If Pihl was a terrible guitar player, it certainly wasn't for long. The famed guitarist spent several years playing with Sammy Hagar before joining Boston 30 years ago.

Known for hits that include "More Than a Feeling" and "Don't Look Back," Boston -- along with Night Ranger -- will perform at 7:30 p.m. July 3 at Festival Park at Grand Victoria Casino in Elgin. Gates open at 6:30 p.m.

"We're certainly going to play all the hit songs that people love to sing along with, but we're also going to play some songs that we haven't played for a while," he said. "People will write into our Facebook page and request a song or two and say, 'You haven't done this for a while,' so we're going to throw out some stuff that we haven't played for a while. And of course we're going to play some songs from the new album, 'Life, Love & Hope.'"

As for which songs from the 2013 album, he wouldn't give that away just yet.

"I'll just say that we've been very happy with the response," he said. "People seem to like the new stuff, and so we're going to spring something on the folks there in Elgin. I'm not sure which ones."

As for the classic hits that everyone knows, Pihl is still happy to play those.
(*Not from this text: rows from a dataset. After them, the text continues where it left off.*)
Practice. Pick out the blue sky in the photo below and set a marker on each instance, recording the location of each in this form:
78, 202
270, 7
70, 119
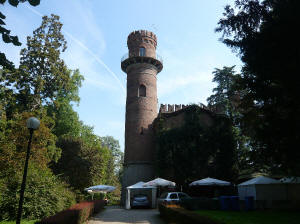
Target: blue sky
96, 32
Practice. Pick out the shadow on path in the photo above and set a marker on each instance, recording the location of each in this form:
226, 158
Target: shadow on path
118, 215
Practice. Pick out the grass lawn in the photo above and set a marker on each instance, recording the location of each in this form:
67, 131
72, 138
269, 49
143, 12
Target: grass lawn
22, 222
253, 217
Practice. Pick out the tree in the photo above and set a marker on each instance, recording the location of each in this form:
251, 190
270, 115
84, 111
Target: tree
114, 146
84, 162
5, 33
203, 146
264, 33
227, 97
43, 77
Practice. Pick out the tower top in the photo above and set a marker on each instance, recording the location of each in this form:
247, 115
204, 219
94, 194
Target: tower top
141, 36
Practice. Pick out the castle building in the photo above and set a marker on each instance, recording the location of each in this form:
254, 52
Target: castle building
142, 66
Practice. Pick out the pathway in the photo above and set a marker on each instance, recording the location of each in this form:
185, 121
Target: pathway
118, 215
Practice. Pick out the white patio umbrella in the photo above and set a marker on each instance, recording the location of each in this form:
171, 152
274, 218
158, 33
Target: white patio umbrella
99, 189
159, 182
209, 182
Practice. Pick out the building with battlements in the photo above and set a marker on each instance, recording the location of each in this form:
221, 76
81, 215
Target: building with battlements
142, 66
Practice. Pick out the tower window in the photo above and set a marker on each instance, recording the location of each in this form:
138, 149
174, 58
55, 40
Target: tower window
142, 51
142, 91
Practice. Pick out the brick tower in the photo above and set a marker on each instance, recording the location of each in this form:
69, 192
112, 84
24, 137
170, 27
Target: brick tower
141, 65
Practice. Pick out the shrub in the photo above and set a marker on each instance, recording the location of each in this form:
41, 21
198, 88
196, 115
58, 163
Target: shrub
182, 216
76, 214
199, 203
44, 195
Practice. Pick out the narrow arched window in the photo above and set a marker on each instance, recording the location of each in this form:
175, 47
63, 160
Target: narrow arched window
142, 91
142, 51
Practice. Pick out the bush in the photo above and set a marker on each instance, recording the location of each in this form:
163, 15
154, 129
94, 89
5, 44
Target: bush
179, 215
199, 203
76, 214
44, 195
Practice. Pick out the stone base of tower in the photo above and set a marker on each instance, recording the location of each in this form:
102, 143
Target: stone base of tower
133, 173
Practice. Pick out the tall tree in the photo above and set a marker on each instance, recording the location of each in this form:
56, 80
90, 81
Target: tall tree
5, 33
227, 98
43, 76
264, 33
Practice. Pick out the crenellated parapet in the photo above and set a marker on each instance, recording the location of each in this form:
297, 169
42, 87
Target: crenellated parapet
141, 36
170, 108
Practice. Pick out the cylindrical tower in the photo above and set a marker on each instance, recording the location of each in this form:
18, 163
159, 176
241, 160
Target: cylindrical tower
141, 65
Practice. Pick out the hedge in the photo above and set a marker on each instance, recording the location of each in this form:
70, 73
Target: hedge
77, 214
200, 203
178, 215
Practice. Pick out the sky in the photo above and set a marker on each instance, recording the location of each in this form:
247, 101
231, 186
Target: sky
96, 33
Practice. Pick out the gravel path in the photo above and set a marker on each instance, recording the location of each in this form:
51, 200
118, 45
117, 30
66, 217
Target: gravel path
117, 215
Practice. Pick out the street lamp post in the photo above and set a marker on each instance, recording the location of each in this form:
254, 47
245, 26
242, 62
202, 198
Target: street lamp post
32, 124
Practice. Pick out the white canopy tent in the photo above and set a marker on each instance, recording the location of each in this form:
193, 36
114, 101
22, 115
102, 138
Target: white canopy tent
159, 182
262, 188
99, 189
290, 180
210, 182
140, 185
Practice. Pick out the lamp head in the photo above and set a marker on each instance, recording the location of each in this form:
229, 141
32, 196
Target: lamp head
33, 123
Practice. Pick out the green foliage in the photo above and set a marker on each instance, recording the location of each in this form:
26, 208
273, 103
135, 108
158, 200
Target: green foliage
196, 150
257, 217
43, 76
45, 194
83, 162
264, 33
5, 33
227, 97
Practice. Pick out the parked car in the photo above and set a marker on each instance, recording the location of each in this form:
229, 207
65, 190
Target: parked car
171, 197
140, 200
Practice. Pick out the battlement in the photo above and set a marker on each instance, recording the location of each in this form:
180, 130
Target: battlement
140, 36
170, 108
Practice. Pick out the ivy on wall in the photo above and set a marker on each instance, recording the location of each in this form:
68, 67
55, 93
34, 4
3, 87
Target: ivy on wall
195, 150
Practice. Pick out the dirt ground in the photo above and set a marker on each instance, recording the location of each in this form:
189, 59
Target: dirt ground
119, 215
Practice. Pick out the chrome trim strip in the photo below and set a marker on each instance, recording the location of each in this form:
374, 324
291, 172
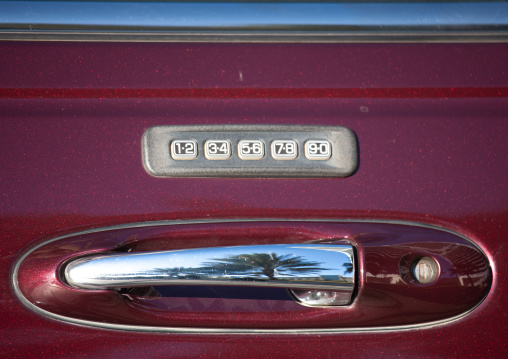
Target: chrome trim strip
341, 21
208, 331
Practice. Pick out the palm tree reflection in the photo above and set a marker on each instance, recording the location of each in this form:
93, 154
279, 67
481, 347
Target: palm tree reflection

"People ask us, 'Do you get tired of playing the same songs for the last 30 years?' Well I would if I just had to sit in my living room and play them," he said. "But when you're standing on the stage and people are smiling and singing along, these songs obviously mean something to people. I tell you, I get a lump in my throat, it's the best feeling in the world. So there's that special connection. When we're playing these songs live, in front of a real audience that loves them, that's what keeps us going and obviously keeps the audience coming back to us."

While Pihl spent his teens on the West Coast, he was born in Park Ridge. As a child he lived for a time in Mount Prospect and Park Forest.

"People will ask me, 'Gee, were you a Chicago blues player?' Not when I was 10 years old, no. I wasn't hanging out in the clubs with Muddy Waters," he joked.

He still returns to visit family and friends who live in the Chicago area.

"When I go back there, the names of the towns and roads are familiar to me, so that feels like home," he said. "When I go to California, I lived there for 20 years, that looks familiar and feels like home. And now I've been in Boston for 30 years, so this feels familiar and like home as well. I'm a bit of a transplant."

Pihl's relationship with Boston began long before he joined the band and moved to the city. In 1977, Pihl had been performing in a local band in the San Francisco Bay area. The group was looking for a singer, and having heard that Hagar just left the band Montrose, approached him. Hagar told Pihl he didn't want to join the band but that he was looking for a guitar player.

"I went down to audition for Sammy and got the gig. One of the first things we did was open up the end of Boston's first tour," Pihl said. "Their first album came out in 1976; they were still promoting it in '77."

After that, they were asked to open Boston's entire second tour. They spent 1978-79 touring the country. While working with them, Pihl got to talking with Boston's founder, Tom Scholz, about their common interest in electronics, and they became friends.

In 1985, Pihl was still playing with Hagar's band when Hagar got the call to join Van Halen.

"Of course he said, 'This is an offer I can't refuse, I got to go with Van Halen. I hate to break up our band, but I just got to do it,'" Pihl said.

Scholz heard about it and called Pihl and said, "Hey, I heard you're out of a gig. Why don't you come back here and help me finish the 'Third Stage' album? There was one more song to be recorded.

"So I went back, and that was the end of '85, and I've been here ever since. Thirty years later," Pihl said. "I was so lucky. Our last show with Sammy was Farm Aid 1 down in Champaign. I flew directly from Champaign back to Boston to start working with Tom. So I wasn't out of work for a day. How lucky can a guy get?"